Unerwünschte Erfahrungen im frühen Leben können die Reifung der neuronalen Struktur stören und später im Leben zu einer fehlerhaften synaptischen Plastizität und kognitiven Funktion führen [1,2,3, 58]. Durch die Verwendung eines gut etablierten Tiermodells für ELA [7, 8, 45, 47], das durch die Veränderung der Käfigumgebung während der postnatalen Tage 2 bis 9 (P2–9), einer sensiblen Entwicklungsperiode, erzeugt wird, haben wir herausgefunden, dass ELA störend wirkt beeinträchtigt die mütterliche Fürsorge und führt zu erheblichem chronischem Stress bei den Welpen [45]. Hier hielten wir gestresste Welpen bis zum jungen Erwachsenenalter am Leben und untersuchten die Auswirkungen von ELA auf PrL-Pyramidenzellen und das frontalabhängige Arbeitsgedächtnis. Wir fanden heraus, dass ungünstige Erfahrungen bei P2–9 dauerhafte schädliche Auswirkungen auf die dendritischen Stacheln und postsynaptischen Ströme im PrL haben. Der durch ELA verursachte Verlust von Stacheln trat an selektiven dendritischen Segmenten der PrL-Pyramidenzellen in den Schichten II-III und V-VI auf und korrelierte mit einer Beeinträchtigung des räumlichen Arbeitsgedächtnisses bei ELA-Mäusen. Weniger synaptische PSD-95-ir-Punkte bei ELA-Mäusen zeigten außerdem den Zusammenhang zwischen postsynaptischen Kontakten und dem Arbeitsgedächtnis. Mithilfe von Thy1-transgenen Mäusen, in denen eine Gruppe von PrL-Pyramidenzellen YFP exprimiert, haben wir AMPAR- und NMDAR-vermittelte synaptische Ströme (EPSCs) gemessen und bei ELA-Mäusen eine verminderte glutamaterge Übertragung und eine verminderte Expression der GluR1- und NR1-Untereinheiten festgestellt. Darüber hinaus fanden wir heraus, dass die Aktivierung von Thy1-exprimierenden PrL-Pyramidenzellen über exzitatorische DREADDs die Gedächtnisleistung von ELA-Mäusen in einer T-Labyrinth-basierten spontanen Wechselaufgabe verbessern kann. Diese Daten legen nahe, dass die Integrität dendritischer Stacheln auf frontalen Pyramidenzellen für die Aktivierung dieser Zellen und die frontale kortexabhängige Gedächtnisfunktion von wesentlicher Bedeutung ist.

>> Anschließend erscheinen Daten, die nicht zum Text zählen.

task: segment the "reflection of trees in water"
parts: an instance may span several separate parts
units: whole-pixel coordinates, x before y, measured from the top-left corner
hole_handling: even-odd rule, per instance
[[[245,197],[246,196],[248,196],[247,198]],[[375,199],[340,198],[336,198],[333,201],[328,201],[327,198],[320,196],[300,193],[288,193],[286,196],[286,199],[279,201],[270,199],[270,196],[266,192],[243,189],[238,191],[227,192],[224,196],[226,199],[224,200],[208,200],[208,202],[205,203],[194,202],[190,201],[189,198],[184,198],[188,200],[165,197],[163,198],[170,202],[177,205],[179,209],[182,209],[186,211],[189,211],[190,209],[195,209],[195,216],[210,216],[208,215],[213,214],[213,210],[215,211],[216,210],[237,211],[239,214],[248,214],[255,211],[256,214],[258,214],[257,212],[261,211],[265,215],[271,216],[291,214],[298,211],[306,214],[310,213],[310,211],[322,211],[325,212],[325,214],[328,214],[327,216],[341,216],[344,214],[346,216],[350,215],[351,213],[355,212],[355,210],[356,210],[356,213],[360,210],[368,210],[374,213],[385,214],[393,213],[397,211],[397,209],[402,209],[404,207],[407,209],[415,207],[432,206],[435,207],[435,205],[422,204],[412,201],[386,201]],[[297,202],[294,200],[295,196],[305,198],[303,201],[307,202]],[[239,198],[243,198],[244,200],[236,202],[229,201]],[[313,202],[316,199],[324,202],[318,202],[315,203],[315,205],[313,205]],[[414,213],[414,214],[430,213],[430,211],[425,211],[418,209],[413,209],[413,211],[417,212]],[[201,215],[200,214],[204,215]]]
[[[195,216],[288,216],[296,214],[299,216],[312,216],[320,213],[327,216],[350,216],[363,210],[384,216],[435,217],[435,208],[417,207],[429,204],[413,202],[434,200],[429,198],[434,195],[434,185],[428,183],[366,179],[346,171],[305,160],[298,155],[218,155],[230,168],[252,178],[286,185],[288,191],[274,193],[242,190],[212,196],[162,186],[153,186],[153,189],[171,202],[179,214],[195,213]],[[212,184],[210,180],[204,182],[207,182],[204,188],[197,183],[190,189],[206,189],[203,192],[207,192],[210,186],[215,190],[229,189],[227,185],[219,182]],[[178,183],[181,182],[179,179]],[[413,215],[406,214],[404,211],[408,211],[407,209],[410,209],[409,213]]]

Der Nagetier-PFC besteht aus der PrL und mehreren anderen Unterregionen. Unter diesen Unterregionen ist die PrL an der Verarbeitung einer Vielzahl kognitiver und emotionaler Reize beteiligt. Studien haben gezeigt, dass die Aktivierung von PrL-Pyramidenzellen für die Leistung des Arbeitsgedächtnisses notwendig ist [59,60,61]. Frühe Berichte an Nagetieren haben gezeigt, dass Läsionen des PrL zu ausgeprägten Defiziten bei Aufgaben mit verzögerter Reaktion führen [59, 60]. Daten aus einer Kombination aus exzitotoxischen Läsionen, lokaler Inaktivierung und Optogenetik deuten darüber hinaus darauf hin, dass die frontale Aktivität von entscheidender Bedeutung ist, wenn die Anforderungen an das Arbeitsgedächtnis hoch sind [61]. Aufgrund seiner zentralen Rolle im Arbeitsgedächtnis und in den exekutiven Funktionen wird angenommen, dass das PrL als zentraler Knotenpunkt im Schaltkreis des Gehirns fungiert und Symptome psychiatrischer Störungen wie Depression und Schizophrenie vermittelt [20, 62, 63]. In dieser Studie haben wir gezeigt, dass früher postnataler Stress die PrL-Pyramidenzellen und das Arbeitsgedächtnis beeinträchtigt. Die ELA-Mäuse verbrachten mehr Zeit mit der Entscheidungsfindung beim Betreten eines Zielarms und zeigten eine geringere Rate spontaner Wechsel bei einer T-Labyrinth-basierten Aufgabe, die Berichten zufolge sehr empfindlich auf frontale Dysfunktionen reagierte [50, 51]. Bemerkenswert ist, dass ELA-bedingte Arbeitsgedächtnisdefizite über die T-Labyrinth-Spontanalternationsaufgabe bei C57-Wildtyp-Mäusen und zwei Stämmen transgener Thy-1-Mäuse stabil nachgewiesen werden konnten. In einem T-Labyrinth-basierten Win-Shift-Test wurde auch bei jungen erwachsenen C57-Mäusen mit einer ELA-Erfahrung ein verringerter belohnter Wechsel beobachtet. Diese Verhaltensdaten stehen im Einklang mit einer Reihe früherer Studien an Tieren und Menschen, die die schädlichen Auswirkungen von akutem und chronischem Stress auf die Leistung des Arbeitsgedächtnisses belegen [z. B. 64,65,66,67].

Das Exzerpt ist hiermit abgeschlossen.